Where is that World, to which the Fancy flies,
When Sleep excludes the Present from our Eyes;
Whose Map no Voyager cou'd e'er design,
Nor to Description its wild Parts confine?

[Page 25]

Yet such a Land of Dreams We must allow,
Who nightly trace it, tho' we know not how:
Unfetter'd by the Days obtruded Rules,
We All enjoy that Paradise of Fools;
And find a Sorrow, in resuming Sense,
Which breaks some free Delight, and snatches us from thence.

  Thus! in a Dream, a Musselman was shown
A Vizir, whom he formerly had known,
When at the Port he bore deputed Sway,
And made the Nations with a Nod obey.
Now all serene, and splendid was his Brow,
Whilst ready Waiters to his Orders bow;
His Residence, an artful Garden seem'd,
Adorn'd with all, that pleasant he esteem'd;
Full of Reward, his glorious Lot appear'd,
As with the Sight, our Dreamer's Mind was chear'd;
But turning, next he saw a dreadful Sight,
Which fill'd his Soul with Wonder and Affright,

[Page 26]

Pursu'd by Fiends, a wretched Dervis fled
Through scorching Plains, which to wide Distance spread;
Whilst every Torture, gloomy Poets paint,
Was there prepar'd for the reputed Saint.
Amaz'd at this, the sleeping Turk enquires,
Why He that liv'd above, in soft Attires,
Now roll'd in Bliss, while t'other roll'd in Fires?
We're taught the Suff'rings of this Future State,
Th' Excess of Courts is likeliest to create;
Whilst solitary Cells, o'ergrown with Shade,
The readiest way to Paradise is made.
True, quoth the Phantom (which he dream'd reply'd)
The lonely Path is still the surest Guide,
Nor is it by these Instances deny'd.
For, know my Friend, whatever Fame report,
The Vizier to Retirements wou'd resort,
Th' ambitious Dervis wou'd frequent the Court.

Secondary Ed:

rpt of 1713: 1903 Reynolds, 172-3.


La Fontaine, "Le Songe d'un Habitant du Mogul," XI, 4, 301-2.


rpt of 1713/1903: 1905 Wordsworth (compiled 1819) 8, lines 1- 10.
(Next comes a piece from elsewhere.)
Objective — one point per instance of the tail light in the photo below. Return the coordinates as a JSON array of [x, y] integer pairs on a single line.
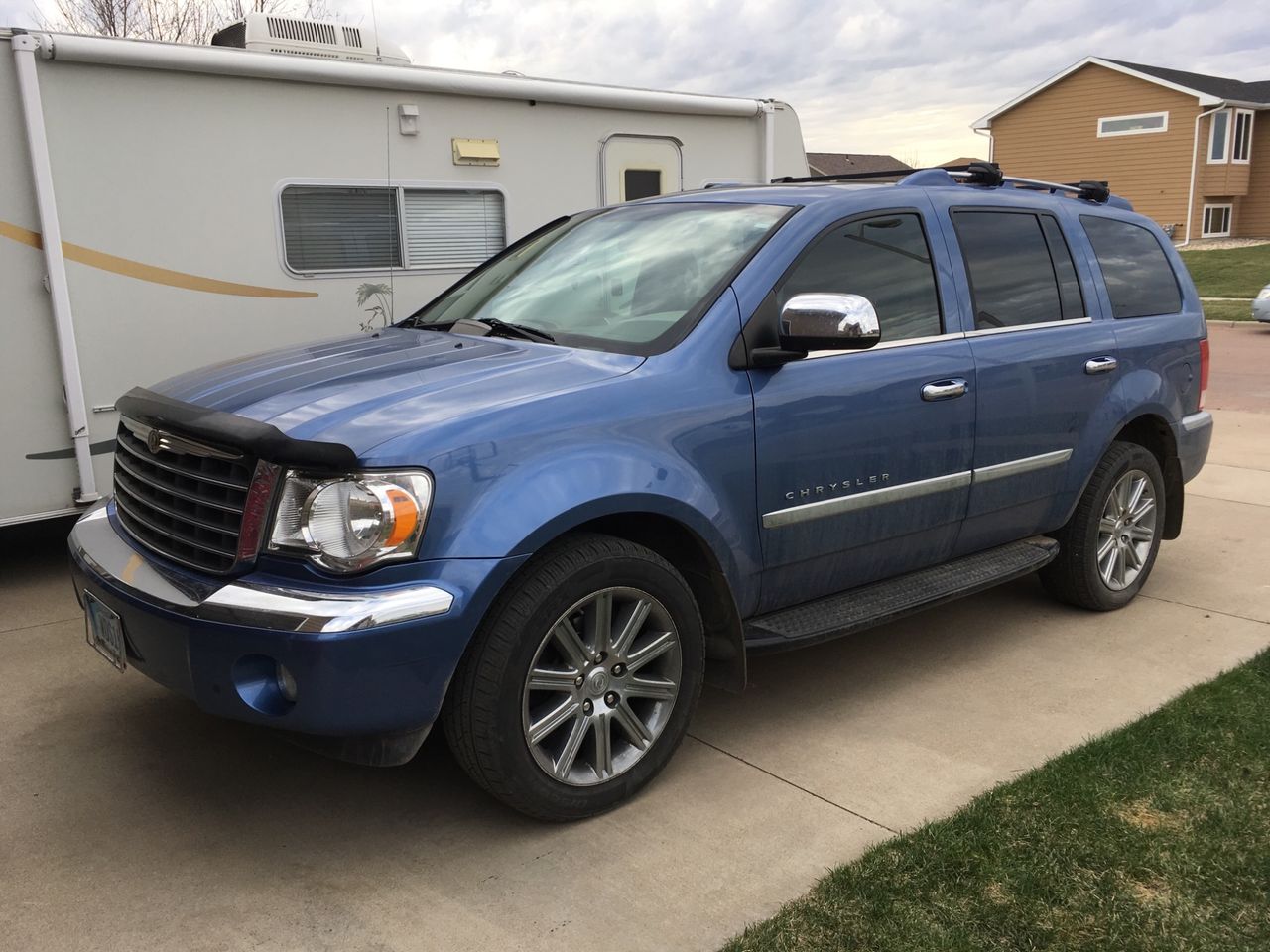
[[1203, 371]]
Finch switches meditative passage. In La Fontaine it appears after narrative. She places meditative dream first. Her fables also has elements found in another La Fontaine fable, "La Laitiere et le pot au lait," VII, 9, 190-2. Finch reenacts La Fontaine's urge to withdraw into reverie. The appeal of his fables to her was the landscape, dream, eroticism, play, retreat. However, unlike La Fontaine, and anticipating the later realistic prudential novel tradition in English, Finch sheers away from full commitment to the imaginative world. It's revealing of Finch's deeper urge that the poem is placed early in her book.